Induction of adjuvant-induced arthritis (AA)

There were six rats in model group, and the other six rats were in control group. The method of AA rat preparation was consistent with that described in a previous study (5). A total of 0.1 ml of complete Freund's adjuvant (CFA) emulsion was injected into the right hind metatarsal footpad. The rats were assessed every three days for the signs of arthritis by two independent observers. If tissue necrosis or ulcerated masses were present (no signs of healing within 3 days) and signs of deterioration such as inability to reach food or water for ~12 h, weight loss >20% of starting weight or any sign of suffering not relieved by pharmacologic analgesia, the rat would be euthanized. The rats in model group were sacrificed for the AA-FLS at day 30 after immunization under anesthesia using isoflurane (induction 3-4%; maintenance 1-2%). Subsequently, all the rats were euthanized via the inhalation of carbon dioxide. The displacement of the euthanasia chamber was between 30-70% of the chamber volume per min. Death would be confirmed by an appropriate method, such as ascertaining cardiac and respiratory arrest or noting fixed and dilated pupils of an animal.

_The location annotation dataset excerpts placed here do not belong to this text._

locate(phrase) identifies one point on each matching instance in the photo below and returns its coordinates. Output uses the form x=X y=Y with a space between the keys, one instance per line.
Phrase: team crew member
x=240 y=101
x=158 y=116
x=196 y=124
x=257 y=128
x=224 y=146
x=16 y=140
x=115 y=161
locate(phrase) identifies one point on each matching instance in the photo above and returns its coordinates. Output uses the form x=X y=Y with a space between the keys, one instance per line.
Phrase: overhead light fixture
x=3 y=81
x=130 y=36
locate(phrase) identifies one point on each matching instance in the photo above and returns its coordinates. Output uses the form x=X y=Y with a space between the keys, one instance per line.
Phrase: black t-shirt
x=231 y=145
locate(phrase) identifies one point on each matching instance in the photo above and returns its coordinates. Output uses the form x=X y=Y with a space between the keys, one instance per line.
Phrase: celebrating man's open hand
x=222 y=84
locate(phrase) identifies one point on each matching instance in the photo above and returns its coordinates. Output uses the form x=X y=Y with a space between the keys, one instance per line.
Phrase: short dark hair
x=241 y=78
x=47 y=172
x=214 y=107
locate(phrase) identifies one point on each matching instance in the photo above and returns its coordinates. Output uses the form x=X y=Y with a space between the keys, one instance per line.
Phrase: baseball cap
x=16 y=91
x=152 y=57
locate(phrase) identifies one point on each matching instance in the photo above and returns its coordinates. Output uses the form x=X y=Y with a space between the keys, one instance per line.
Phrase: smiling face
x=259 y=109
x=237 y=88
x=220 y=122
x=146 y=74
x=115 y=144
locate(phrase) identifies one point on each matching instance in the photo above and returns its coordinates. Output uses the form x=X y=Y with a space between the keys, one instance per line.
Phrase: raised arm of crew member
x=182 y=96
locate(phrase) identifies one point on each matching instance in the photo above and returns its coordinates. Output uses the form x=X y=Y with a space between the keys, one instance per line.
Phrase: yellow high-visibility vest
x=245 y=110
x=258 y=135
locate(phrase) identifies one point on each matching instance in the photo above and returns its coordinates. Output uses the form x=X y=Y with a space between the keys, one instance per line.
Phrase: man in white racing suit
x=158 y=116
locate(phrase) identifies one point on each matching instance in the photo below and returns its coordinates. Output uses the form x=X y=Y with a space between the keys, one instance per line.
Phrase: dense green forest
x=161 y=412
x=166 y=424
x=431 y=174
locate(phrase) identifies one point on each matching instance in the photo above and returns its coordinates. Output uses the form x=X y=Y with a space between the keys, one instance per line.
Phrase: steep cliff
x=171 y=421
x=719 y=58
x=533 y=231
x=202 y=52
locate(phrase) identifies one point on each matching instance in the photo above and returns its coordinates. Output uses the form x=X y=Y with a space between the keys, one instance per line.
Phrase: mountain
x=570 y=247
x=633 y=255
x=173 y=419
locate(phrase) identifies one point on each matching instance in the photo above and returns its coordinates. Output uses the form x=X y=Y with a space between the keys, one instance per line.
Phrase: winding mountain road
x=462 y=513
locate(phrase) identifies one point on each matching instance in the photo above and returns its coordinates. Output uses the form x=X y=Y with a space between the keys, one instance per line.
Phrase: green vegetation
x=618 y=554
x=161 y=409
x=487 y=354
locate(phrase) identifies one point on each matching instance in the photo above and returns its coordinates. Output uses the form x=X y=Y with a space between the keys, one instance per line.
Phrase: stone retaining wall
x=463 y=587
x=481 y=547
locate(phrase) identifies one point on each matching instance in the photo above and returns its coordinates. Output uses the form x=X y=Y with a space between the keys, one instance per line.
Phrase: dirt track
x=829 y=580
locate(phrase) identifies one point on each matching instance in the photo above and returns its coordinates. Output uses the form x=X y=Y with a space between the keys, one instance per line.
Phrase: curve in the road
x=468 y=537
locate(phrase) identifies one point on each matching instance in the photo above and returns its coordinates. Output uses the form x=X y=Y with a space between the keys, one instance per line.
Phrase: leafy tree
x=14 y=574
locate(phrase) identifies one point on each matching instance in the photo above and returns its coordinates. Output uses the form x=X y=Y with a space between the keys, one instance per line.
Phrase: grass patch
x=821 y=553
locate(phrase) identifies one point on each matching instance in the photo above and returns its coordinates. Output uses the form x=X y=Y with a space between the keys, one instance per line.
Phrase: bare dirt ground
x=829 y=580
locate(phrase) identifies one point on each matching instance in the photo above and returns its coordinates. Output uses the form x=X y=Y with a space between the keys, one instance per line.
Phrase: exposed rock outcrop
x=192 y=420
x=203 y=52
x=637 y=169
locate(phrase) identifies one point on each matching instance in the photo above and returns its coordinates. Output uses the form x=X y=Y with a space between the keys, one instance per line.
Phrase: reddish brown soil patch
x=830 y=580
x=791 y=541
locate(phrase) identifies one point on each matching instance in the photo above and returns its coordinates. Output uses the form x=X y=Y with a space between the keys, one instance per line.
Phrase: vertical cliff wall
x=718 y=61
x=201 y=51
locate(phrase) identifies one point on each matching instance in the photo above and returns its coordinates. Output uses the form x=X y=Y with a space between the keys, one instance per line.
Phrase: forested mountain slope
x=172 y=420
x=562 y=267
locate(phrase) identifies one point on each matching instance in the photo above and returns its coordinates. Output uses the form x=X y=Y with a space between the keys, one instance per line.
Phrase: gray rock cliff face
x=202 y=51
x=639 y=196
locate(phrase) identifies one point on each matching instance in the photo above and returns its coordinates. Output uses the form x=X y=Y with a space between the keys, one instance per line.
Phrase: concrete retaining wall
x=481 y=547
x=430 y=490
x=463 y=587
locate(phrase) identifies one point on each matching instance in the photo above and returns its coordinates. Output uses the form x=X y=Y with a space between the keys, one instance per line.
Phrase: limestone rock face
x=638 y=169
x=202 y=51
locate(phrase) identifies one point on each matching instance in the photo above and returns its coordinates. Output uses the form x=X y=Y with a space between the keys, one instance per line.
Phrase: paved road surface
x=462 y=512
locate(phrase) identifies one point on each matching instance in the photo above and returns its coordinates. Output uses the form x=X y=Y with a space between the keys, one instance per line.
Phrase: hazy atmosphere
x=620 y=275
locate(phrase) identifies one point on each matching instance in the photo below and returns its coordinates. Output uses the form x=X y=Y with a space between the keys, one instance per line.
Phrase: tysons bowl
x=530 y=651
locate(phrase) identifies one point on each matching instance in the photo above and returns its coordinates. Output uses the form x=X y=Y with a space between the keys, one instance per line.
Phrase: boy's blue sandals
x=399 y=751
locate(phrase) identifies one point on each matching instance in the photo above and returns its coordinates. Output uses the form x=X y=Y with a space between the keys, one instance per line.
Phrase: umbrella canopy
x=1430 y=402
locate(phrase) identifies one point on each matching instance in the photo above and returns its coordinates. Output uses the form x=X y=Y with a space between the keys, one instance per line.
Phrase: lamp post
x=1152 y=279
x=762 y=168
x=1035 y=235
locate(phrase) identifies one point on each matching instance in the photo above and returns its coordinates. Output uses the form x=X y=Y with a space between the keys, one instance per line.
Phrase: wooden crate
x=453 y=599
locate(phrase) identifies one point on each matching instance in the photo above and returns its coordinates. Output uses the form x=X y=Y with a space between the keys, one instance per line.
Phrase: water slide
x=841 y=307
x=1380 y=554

Cell culture and identification

The RA-FLS and AA-FLS were obtained from the knee synovium of the RA patients and AA rats. Human rheumatoid FLS (MH7A) were purchased from Jennio Biotech Co., Ltd. All cells were cultured in DMEM containing 20% FBS, 1% penicillin and 1% streptomycin at 37˚C and 5%-CO2 containing incubator. The RA-FLS and AA-FLS were cultured using Anti-Vimentin (cat. no. sc-373717; Santa Cruz Biotechnology, Inc.) and Anti-CD55 (cat. no. 26580-1-AP; Proteintech) at a dilution ratio of 1:1,000 for 30 min and then detected using immunofluorescence. Mycoplasma testing was carried out for the cell lines used.

Histological analysis

Synovial tissue was fixed with 4% paraformaldehyde solution at room temperature for 24 h and embedded in paraffin. The paraffin sections (4 µm) were dewaxed in xylene, stained with hematoxylin and eosin (H&E) at room temperature for 3 min and 30 sec, respectively, and were examined using standard light microscopy.

Immunofluorescence assay

The synovial tissue samples were snap-frozen in OCT medium. Cryostat sections (5 µm) were cut and mounted on adhesive glass slides. Slides of the tissue samples and cells were fixed with 4% paraformaldehyde at 4˚C for 10 min, permeabilized with 0.5% Triton X-100 for 7 min at room temperature and blocked with 5% bovine serum albumin (MilliporeSigma) for 1 h at 37˚C. After incubating with primary antibodies (1:100 dilution) at 4˚C overnight, the slides were incubated with anti-mouse-Alexa Fluor 594 (1:200 dilution; cat. no. ab150116; Abcam) and anti-rabbit-Alexa Fluor 488 (1:200 dilution; cat. no. ab150073; Abcam) for 1 h at 37˚C. DAPI (20 µl) was used to stain the nuclei for 5 min at room temperature. The slides were then observed under a fluorescence microscope (BX53; Olympus Corporation). The primary antibodies were as follows: Gβ (cat. no. sc-166123), EP4 (1:1,000 dilution; cat. no. sc-55596; both from Santa Cruz Biotechnology, Inc.) and GRK2 (cat. no. ab228705; Abcam).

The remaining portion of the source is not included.